The SEC oversees the enforcement process and ensures that it will not be used for retribution or to place inappropriate pressure on lawyers for aggressively representing their clients. The Office of the General Counsel reviews all enforcement matters and makes its own recommendations to the Commission. His office plays a heightened role in cases involving lawyers, Mr. Prezioso added. Investigations of professional misconduct by attorneys are not handled by lawyers in the Enforcement Division, but are referred to the Office of the General Counsel for investigation and, where appropriate, enforcement proceedings.

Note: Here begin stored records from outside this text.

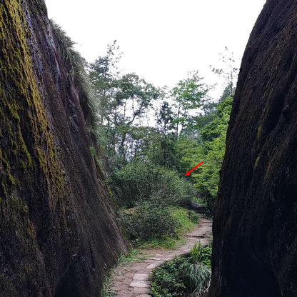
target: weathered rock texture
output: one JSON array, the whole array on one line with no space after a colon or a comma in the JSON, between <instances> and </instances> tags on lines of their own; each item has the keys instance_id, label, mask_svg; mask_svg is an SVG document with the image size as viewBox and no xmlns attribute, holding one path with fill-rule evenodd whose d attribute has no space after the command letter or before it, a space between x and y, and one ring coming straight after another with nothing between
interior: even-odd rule
<instances>
[{"instance_id":1,"label":"weathered rock texture","mask_svg":"<svg viewBox=\"0 0 297 297\"><path fill-rule=\"evenodd\" d=\"M297 296L296 4L268 0L243 58L213 222L211 297Z\"/></svg>"},{"instance_id":2,"label":"weathered rock texture","mask_svg":"<svg viewBox=\"0 0 297 297\"><path fill-rule=\"evenodd\" d=\"M0 296L99 296L126 243L43 0L0 1Z\"/></svg>"}]
</instances>

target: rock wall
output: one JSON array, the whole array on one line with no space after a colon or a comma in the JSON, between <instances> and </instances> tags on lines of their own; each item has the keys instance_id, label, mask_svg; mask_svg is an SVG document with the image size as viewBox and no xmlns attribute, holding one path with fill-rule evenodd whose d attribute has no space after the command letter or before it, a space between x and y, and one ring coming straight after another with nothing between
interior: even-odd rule
<instances>
[{"instance_id":1,"label":"rock wall","mask_svg":"<svg viewBox=\"0 0 297 297\"><path fill-rule=\"evenodd\" d=\"M209 296L297 296L297 5L268 0L243 55Z\"/></svg>"},{"instance_id":2,"label":"rock wall","mask_svg":"<svg viewBox=\"0 0 297 297\"><path fill-rule=\"evenodd\" d=\"M99 296L127 251L43 0L0 1L0 296Z\"/></svg>"}]
</instances>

Mr. Prezioso discussed the heightened role now assigned to the chief legal officer of public companies under Section 307 and Congress's emphasis on the lawyer's responsibility in the corporate context for representing the entity, not senior management. The chief legal officer must place the company's interests first. When conducting an inquiry into a potential violation, Mr. Prezioso said that Congress gave limited guidance but made clear that some appropriate action must be taken. Chief legal officers must work "within a delicate framework" in assuring an appropriate corporate response, he noted, since an inquiry may expend significant resources and require input from managers and others.

Mr. Prezioso believes that everyone could benefit if public companies, chief legal officers and the SEC work together to outline the characteristics of an appropriate response to a violation. Defining an appropriate response is challenging, he said, but attorneys will rarely go wrong if they put the interests of the company and its shareholders ahead of the interests of its management or others.